In a multiple group analysis model, I was tring to use | and xwith to specify an interaction term of an ordinal factor (F, with orderdinal items) and an observed continuous variable (X). The outcome is also an ordinal factor (Y). Nevertheless, the programme did not run.
I was wondering if it is because | xwith is not available for multiple group analysis?
Should I instead manually form the interaction factor by creating "interaction items" using cross product of each item of the factor (F) and the observed variable (X)?

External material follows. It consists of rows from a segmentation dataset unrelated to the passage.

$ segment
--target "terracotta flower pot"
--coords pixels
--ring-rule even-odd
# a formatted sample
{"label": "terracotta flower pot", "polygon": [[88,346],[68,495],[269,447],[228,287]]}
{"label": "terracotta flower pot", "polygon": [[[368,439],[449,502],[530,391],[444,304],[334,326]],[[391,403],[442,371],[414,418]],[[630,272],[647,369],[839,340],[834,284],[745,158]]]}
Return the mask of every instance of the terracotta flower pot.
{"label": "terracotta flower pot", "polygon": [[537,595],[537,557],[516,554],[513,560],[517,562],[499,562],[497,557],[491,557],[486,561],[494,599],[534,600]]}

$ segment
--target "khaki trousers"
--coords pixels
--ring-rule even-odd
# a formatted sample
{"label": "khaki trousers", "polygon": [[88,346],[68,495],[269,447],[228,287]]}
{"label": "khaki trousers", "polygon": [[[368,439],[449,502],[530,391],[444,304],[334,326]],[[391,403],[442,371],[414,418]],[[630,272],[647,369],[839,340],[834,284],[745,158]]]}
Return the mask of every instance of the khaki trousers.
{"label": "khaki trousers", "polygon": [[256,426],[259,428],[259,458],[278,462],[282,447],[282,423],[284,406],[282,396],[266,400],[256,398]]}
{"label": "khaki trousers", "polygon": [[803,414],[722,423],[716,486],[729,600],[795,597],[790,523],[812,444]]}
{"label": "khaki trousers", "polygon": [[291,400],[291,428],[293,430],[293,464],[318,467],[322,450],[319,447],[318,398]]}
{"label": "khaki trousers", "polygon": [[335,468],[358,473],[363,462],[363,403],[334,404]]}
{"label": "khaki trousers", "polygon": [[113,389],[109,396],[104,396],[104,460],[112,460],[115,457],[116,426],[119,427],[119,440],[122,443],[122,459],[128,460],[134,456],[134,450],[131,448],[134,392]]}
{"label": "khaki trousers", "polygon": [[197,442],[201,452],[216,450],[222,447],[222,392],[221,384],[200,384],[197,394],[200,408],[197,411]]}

To do this, you need to use the mixture track and the KNOWNCLASS option. Following is a partial input:
VARIABLE: NAMES ARE y1-y6 x1-x3 g; USEVARIABLES = y1-y6 ; CLASSES = c (2); KNOWNCLASS IS c (g = 1 g = 2); MODEL: %OVERALL% f1 BY y1-y2; f2 BY y3 y4; f3 BY y5 y6; int | f1 XWITH f2; f3 on f1 f2 int; %c#1% f3 ON f1 f2 int; ANALYSIS: TYPE=MIXTURE RANDOM; ALGORITHM=INTEGRATION;
Thank you very much for your help. Can I ask if this set up is OK for multiple group analysis with continuous latent factor, ordinal categorical item please, or it is only for mixture model with multiple groups? The programme complained about the correlated residuals (repeated items). I took them out. But still programme did not run, says it had not enough memory space. Thanks! Kate
This is the way you need to do multiple group analysis if you have a latent variable interaction and categorical factor indicators. When you use the mixture track and the KNOWNCLASSES option, this is identical to doing multiple group analysis because class membership is known not unobserved. This is available for categorical outcomes only via the mixture track because numerical integration is required. With numerical integration each factor with categorical indicators and each residual correlation require one dimension of integration. We recommend no more than four dimensions of integration. See Numerical Integration in the user's guide for further information.
Xu, Man posted on Tuesday, May 10, 2011 - 10:11 am
The programme says that there are 6 dimensions and 0.11391E+08 INTEGRATION POINTS. I guess that's the reason it did not run. Is this beyond the possiblity to run the model? What would you suggest to do please?
To speed up the computations, I hope you made sure to use
PROCESSORS = x;
where x is the maximum number of processors on your computer. For these types of heavy analyses you should have at least 4. Also, by requesting TECH8 you can see how long each iteration takes and get a reasonable prediction of how long it will take to get convergence (usually within 100 iterations). Look to see that you don't have a large number of negative ABS changes in the loglikelihood because if you do, this can be a sign that you don't have enough numerical precision in your integration. Also, I hope that you have first done a run with just 1 iteration, printing Tech1 to make sure you are considering the model you want before waiting for days.
Hans Leto posted on Thursday, May 17, 2012 - 8:09 am
I am performing a multiple group analysis with a categorical variable. I would like to test its effect on the interaction (XWITH) between three continuous variables. I followed the syntax provided above in this forum (May 06, 2011 - 5:36 pm).
I have three-way interactions, when I perform it when a single interaction, everything is perfect, however when I include another interaction it gives me the message "ONE OR MORE PARAMETERS WERE FIXED TO AVOID SINGULARITY OF THE INFORMATION MATRIX."
In the input you provided how would you specify another interaction effect?
jas229 posted on Wednesday, June 06, 2012 - 8:28 am
I am trying to run a multiple group comparison for a model that involves latent variable interactions. I am using the latent class approach that was described above. I tried to run one model where all of the parameters were constrained to be equal across the two classes and another model where all parameters were estimated freely across the two classes. I could run the model with parameters constrained to be equal across the two classes, but I was not able to run a model where all parameters were estimated freely. I received error messages about not declaring random effects variables in the models other than the overall model. However, I was able to run a model where structural paths (but not factor loadings) were freely estimated across the two classes. When I tried to compare these two models with a log-likelihood test, I got a nonsensical chi-square value. I also received error messages saying that ONE OR MORE PARAMETERS WERE FIXED TO AVOID SINGULARITY OF THE INFORMATION MATRIX. THE SINGULARITY IS MOST LIKELY BECAUSE THE MODEL IS NOT IDENTIFIED, OR BECAUSE OF EMPTY CELLS IN THE JOINT DISTRIBUTION OF THE CATEGORICAL VARIABLES IN THE MODEL. Based on some prior comments on the discussion board, I tried to run these models again with a higher number of random starts, but the model did not converge. I was wondering if you could provide some guidance as to how to proceed with this analysis. Thank you very much for your time.